Specifically to the cache traces though, that's just not how I test. I never get traces from users but still have to design software that /will/ typically work. Instead I test each subsystem to failure and ensure a non pathological dropoff. IE; if you write so fast the LRU would slow you down, the algorithm degrades the quality of the LRU instead of losing performance; which is fine since in most of these cases it's a bulk load, peak traffic period, load spike, etc.
I've seen plenty of systems overfit to production testing where shifts in traffic (new app deploy, new use case, etc) will cause the system to grind to a halt. I try to not ship software like that.
All said I will probably try the trace at some point. It looks like they did perfectly good work. I would mostly be hesitant to say it's a generic improvement. I also need to do up a full blog post on the way I test memcached. Too many people are born into BigCo culture and have never had to test software without just throwing it in production or traffic shadow or trace. I'm a little tired of being hand-waived off when they run in one use case and mine runs on many thousands.
But also agree with you that in that high concurrency usually not needed when using distributed caching. As I said in my tweet response (https://twitter.com/thinkingfish/status/1382039915597164544) IO dominates. And there's failure domain to consider. However, I've been asked a few times now about having the storage module used by itself or via message over shared memory in a local setting. That may very well present different requirements on cache scalability.
In that case, one might be concerned about the hit rates. While FIFO & LRU have been shown to work very well for a remote cache, especially in social network workloads, it is a poor choice in many other cases. Database, search, and analytical workloads are LFU & MRU biased due to record scans. I'd be concerned that Segcache's design is not general purpose enough and relies too heavily on optimizations that work for Twitter's use cases.
Unfortunately as applications have dozens of local caches, they are rarely analyzed and tuned. Instead implementations have to monitor the workload and adapt. Popular local caches can concurrently handle 300M+ reads/s, use an adaptive eviction policy, and leverage O(1) proactive expiration. As they are much smaller, there is less emphasis on minimizing metadata overhead and more on system performance, e.g. using memoization to avoid SerDe roundtrips to the remote cache store. See for example Expedia using a local cache to reduce their db reads by 50% which allowed them to remove servers, hit SLAs, and absorb spikes (at a cost of ~500mb) .
This shows if the implementation could be a bottleneck and scales well enough, after which the hit rate and other factors are more important than raw throughput. I would rather sacrifice a few nanos on a read than suffer much lower hit rates or have long pauses on a write due to eviction inefficiencies.
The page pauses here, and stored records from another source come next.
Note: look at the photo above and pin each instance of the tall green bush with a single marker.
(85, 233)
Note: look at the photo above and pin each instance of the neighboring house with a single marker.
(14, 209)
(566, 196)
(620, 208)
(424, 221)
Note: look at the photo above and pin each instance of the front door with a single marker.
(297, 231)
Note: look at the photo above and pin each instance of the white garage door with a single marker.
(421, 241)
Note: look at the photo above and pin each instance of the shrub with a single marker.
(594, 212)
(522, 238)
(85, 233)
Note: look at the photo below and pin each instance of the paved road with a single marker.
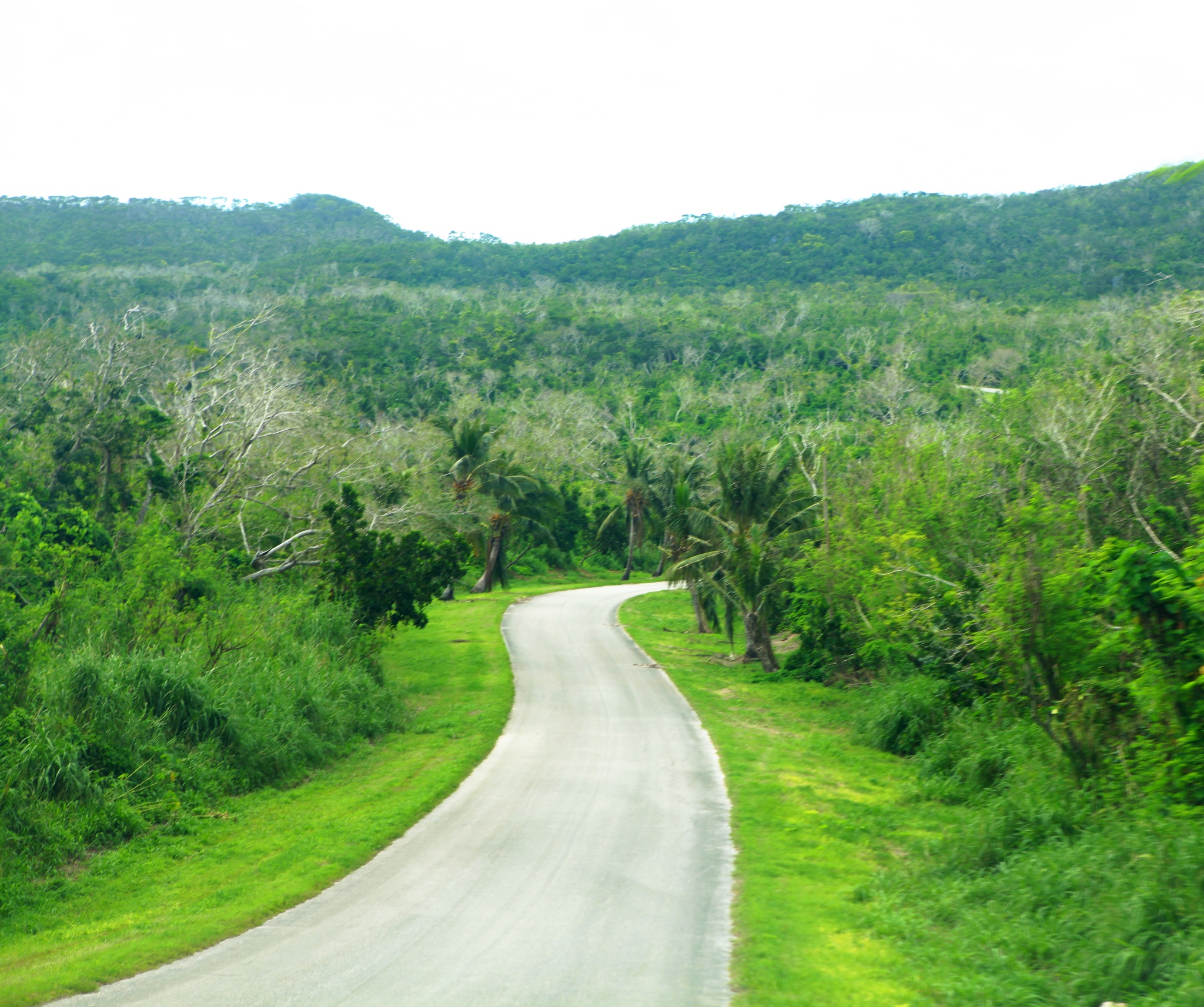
(587, 862)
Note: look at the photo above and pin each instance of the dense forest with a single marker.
(944, 453)
(1049, 246)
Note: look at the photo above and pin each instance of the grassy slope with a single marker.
(814, 816)
(162, 896)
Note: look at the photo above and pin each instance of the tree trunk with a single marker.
(487, 578)
(631, 545)
(660, 567)
(698, 615)
(146, 505)
(760, 643)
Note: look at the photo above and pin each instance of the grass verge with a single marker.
(814, 817)
(192, 885)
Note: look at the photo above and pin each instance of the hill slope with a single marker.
(1059, 243)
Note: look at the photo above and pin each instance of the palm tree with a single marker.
(636, 500)
(470, 443)
(677, 488)
(519, 500)
(745, 538)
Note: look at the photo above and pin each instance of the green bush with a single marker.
(898, 715)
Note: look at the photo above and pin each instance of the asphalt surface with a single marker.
(586, 863)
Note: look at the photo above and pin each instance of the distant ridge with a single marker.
(1058, 243)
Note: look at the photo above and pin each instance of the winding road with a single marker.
(586, 863)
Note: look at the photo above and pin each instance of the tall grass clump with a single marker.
(166, 684)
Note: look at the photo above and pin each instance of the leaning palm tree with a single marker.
(469, 449)
(674, 488)
(677, 490)
(469, 445)
(636, 501)
(744, 567)
(755, 483)
(743, 541)
(518, 499)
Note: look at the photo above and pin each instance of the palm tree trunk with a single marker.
(631, 545)
(487, 578)
(698, 615)
(759, 643)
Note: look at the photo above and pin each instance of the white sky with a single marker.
(539, 121)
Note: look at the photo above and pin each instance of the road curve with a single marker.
(586, 863)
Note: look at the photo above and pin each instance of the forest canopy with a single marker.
(945, 453)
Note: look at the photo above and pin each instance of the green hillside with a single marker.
(1069, 242)
(931, 468)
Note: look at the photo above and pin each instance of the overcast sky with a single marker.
(539, 121)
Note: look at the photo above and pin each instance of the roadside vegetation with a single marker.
(951, 450)
(215, 870)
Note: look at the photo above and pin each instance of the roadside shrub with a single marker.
(898, 715)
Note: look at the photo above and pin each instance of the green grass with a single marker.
(814, 817)
(186, 887)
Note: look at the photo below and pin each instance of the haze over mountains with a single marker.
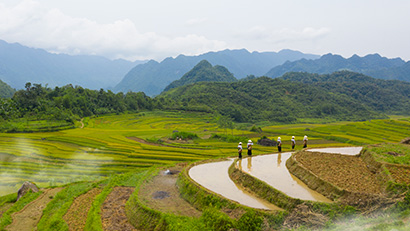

>>It has been shown at Twitter, Facebook, and Reddit that most objects stored in in-memory caches are small. Among Twitter’s top 100+ Twemcache clusters, the mean object size has a median value less than 300 bytes, and the largest cache has a median object size around 200 bytes. In contrast to these small objects, most existing solutions have relatively large metadata per object. Memcached has 56 bytes of metadata per key, Redis is similar, and Pelikan’s slab storage uses 39 bytes2. This means more than one third of the memory goes to metadata for a cache where the average object size is 100 bytes.
>To summarize, we designed a new storage backend for Pelikan called Segcache. Segcahe groups objects of similar TTLs into segments, and provides efficient and proactive TTL expiration, tiny object metadata, and almost no memory fragmentation. As a result of this design, we show that Segcache can significantly reduce the memory footprint required to serve Twitter’s production workloads. Besides, it allows Pelikan to better utilize the many cores offered by modern CPUs.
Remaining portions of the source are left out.